True Positive     47
True Negative     29
False Negative    23
False Positive     3
Name: Pred_Class, dtype: int64

In [32]:

# Create confusion matrix table, along with labels, counts and percentage
cf_matrix = np.array([[cf_values.loc['True Positive'], cf_values.loc['False Negative']],
            [cf_values.loc['False Positive'], cf_values.loc['True Negative']]])

group_names = ['True Positive', 'False Negative\n(Type II Error)', 'False Positive\n(Type I Error)', 'True Negative']

group_counts = ['{0:0.0f}'.format(value) for value in
                cf_matrix.flatten()]
                
group_percentages = ['{0:.2%}'.format(value) for value in
                     cf_matrix.flatten()/np.sum(cf_matrix)]
                     
labels = [f'{v1}\n{v2}\n{v3}' for v1, v2, v3 in
          zip(group_names,group_counts,group_percentages)]
          
labels = np.asarray(labels).reshape(2,2)

# Create confusion matrix plot using Seaborn
ax = plt.subplot()
plt.rcParams.update({'font.size': 14})
sns.heatmap(cf_matrix, annot=labels, fmt='', cmap='PuOr')

# Set labels, title and ticks
ax.set_xlabel('Predicted Class', fontsize=14)
ax.set_ylabel('Actual Class', fontsize=14)
ax.set_title('Confusion Matrix', fontsize=14, fontweight='bold')
ax.xaxis.set_ticklabels(['Performance Increase', 'Performance Decrease'], fontsize=12)
ax.yaxis.set_ticklabels(['Performance Increase', 'Performance Decrease'], va='center', fontsize=12)

Out[32]:

[Text(0, 0.5, 'Performance Increase'), Text(0, 1.5, 'Performance Decrease')]

In [33]:

# Below are the classification metrics. 
accuracy = '{0:.2%}'.format((cf_values.loc['True Positive'] + cf_values.loc['True Negative']) / (cf_values.loc['True Positive'] + cf_values.loc['False Positive'] + cf_values.loc['True Negative'] + cf_values.loc['False Negative']))
print('Accuracy: ', accuracy)

sensitivity = '{0:.2%}'.format((cf_values.loc['True Positive']) / (cf_values.loc['True Positive'] + cf_values.loc['False Negative']))
print('Sensitivity (Recall): ', sensitivity)

specificity = '{0:.2%}'.format((cf_values.loc['True Negative']) / (cf_values.loc['True Negative'] + cf_values.loc['False Positive']))
print('Specificity (True Negative Rate): ', specificity)

precision = '{0:.2%}'.format((cf_values.loc['True Positive']) / (cf_values.loc['True Positive'] + cf_values.loc['False Positive']))
print('Precision (Positive Predictive Value): ', precision)

f1 = '{0:.2%}'.format((2 * cf_values.loc['True Positive']) / (2 * cf_values.loc['True Positive'] + cf_values.loc['False Positive'] + cf_values.loc['False Negative']))
print('F1 Score (harmonic mean of Precision and Sensitivity): ', f1)

Accuracy:  74.51%
Sensitivity (Recall):  67.14%
Specificity (True Negative Rate):  90.62%
Precision (Positive Predictive Value):  94.00%
F1 Score (harmonic mean of Precision and Sensitivity):  78.33%

8. Conclusion¶

Getting accuracy over 70% is more likely to move this model in to production.
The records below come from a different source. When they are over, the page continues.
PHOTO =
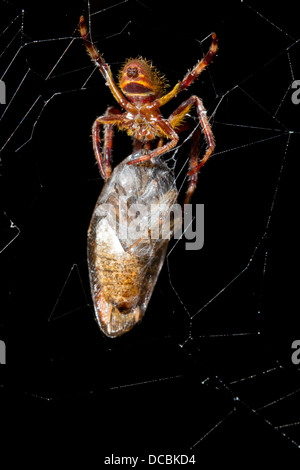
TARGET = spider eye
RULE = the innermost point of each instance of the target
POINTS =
(132, 72)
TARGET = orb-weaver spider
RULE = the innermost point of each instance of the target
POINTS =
(141, 94)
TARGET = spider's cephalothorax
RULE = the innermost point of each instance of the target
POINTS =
(140, 81)
(141, 93)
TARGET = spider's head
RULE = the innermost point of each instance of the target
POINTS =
(140, 81)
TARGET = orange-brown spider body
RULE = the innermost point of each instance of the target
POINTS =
(124, 272)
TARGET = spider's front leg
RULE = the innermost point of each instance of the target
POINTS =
(175, 118)
(111, 117)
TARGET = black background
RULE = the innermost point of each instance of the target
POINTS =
(170, 382)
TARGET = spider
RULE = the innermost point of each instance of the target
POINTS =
(141, 93)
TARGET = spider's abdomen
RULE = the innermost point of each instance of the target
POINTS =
(127, 241)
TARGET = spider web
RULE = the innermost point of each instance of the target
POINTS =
(217, 334)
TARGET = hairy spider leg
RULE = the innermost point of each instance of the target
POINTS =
(112, 116)
(98, 59)
(168, 131)
(191, 76)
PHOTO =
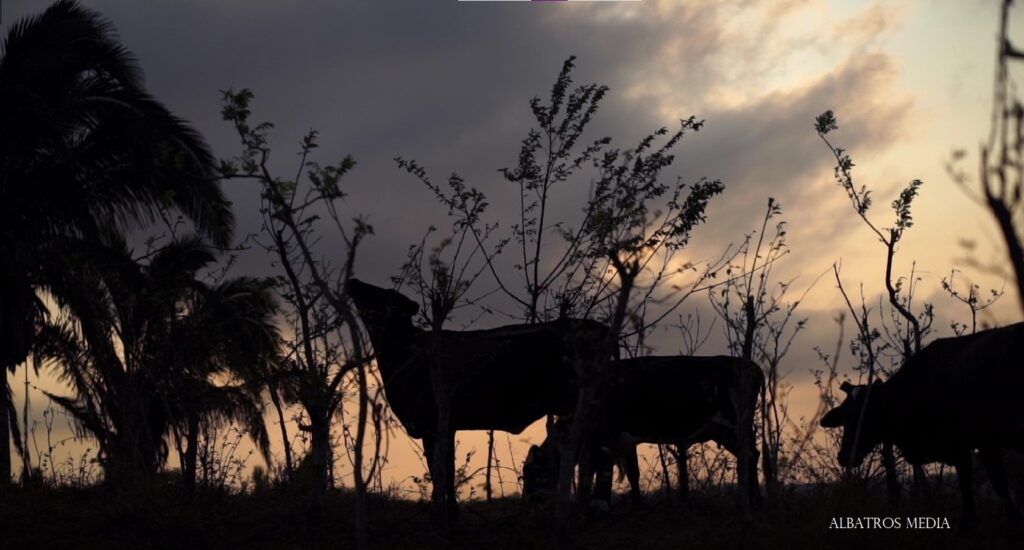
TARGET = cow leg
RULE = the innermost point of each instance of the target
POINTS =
(992, 460)
(892, 480)
(682, 460)
(601, 464)
(453, 504)
(753, 485)
(632, 464)
(965, 473)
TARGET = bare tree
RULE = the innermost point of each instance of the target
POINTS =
(762, 327)
(907, 329)
(328, 345)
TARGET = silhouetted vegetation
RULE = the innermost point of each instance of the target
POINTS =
(119, 280)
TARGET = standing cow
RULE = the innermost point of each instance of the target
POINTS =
(499, 379)
(954, 396)
(674, 399)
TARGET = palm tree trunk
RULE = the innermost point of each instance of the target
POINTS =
(192, 454)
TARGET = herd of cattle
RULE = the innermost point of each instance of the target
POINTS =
(956, 395)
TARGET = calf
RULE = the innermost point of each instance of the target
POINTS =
(678, 399)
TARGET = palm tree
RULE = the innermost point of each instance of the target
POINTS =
(145, 348)
(83, 149)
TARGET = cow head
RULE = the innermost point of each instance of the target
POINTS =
(858, 438)
(380, 306)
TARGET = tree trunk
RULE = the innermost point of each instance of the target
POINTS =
(289, 461)
(321, 441)
(360, 518)
(487, 490)
(192, 453)
(892, 481)
(682, 459)
(4, 431)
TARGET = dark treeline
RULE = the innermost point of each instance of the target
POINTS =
(118, 279)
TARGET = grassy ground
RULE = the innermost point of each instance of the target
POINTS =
(92, 518)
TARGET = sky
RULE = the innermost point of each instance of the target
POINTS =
(448, 83)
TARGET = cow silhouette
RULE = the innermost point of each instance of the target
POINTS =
(499, 379)
(675, 399)
(954, 396)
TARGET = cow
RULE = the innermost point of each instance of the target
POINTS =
(499, 379)
(955, 395)
(675, 399)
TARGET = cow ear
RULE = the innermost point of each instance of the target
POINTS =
(833, 419)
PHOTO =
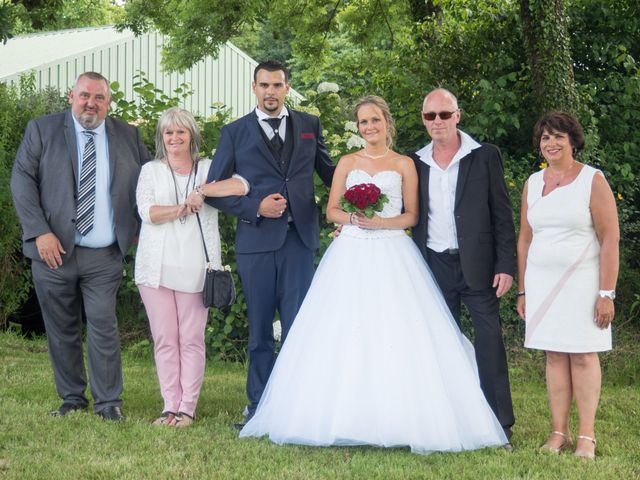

We can confidently predict whether the employee will increase or decrease in performance. Even more so, for employees we think will decrease in performance, we can get ahead of that and ask the supervisor to coach them and support them to mitigate the decrease in performance.

We can see how versatile Pycaret is in experimenting real case scenarios. Most companies do not have terabytes of data so as a citizen-data-scientists, we can use Pycaret in many daily business situations to make more meaningful and data-driven decisions.

In [34]:

# Note: since we had enabled log_experiement and log_plots in the setup() function. Pycaret does a wonderful job in leveraging MLflow so all experiments can be logged and analyzed. This can be accomplished with a simple one-line command and viewed in your browser. 
!mlflow ui

[2020-09-04 12:00:01 -0500] [16848] [INFO] Starting gunicorn 20.0.4
[2020-09-04 12:00:01 -0500] [16848] [INFO] Listening at: http://127.0.0.1:5000 (16848)
[2020-09-04 12:00:01 -0500] [16848] [INFO] Using worker: sync
[2020-09-04 12:00:01 -0500] [16850] [INFO] Booting worker with pid: 16850
^C
[2020-09-04 12:14:16 -0500] [16848] [INFO] Handling signal: int
[2020-09-04 12:14:16 -0500] [16850] [INFO] Worker exiting (pid: 16850)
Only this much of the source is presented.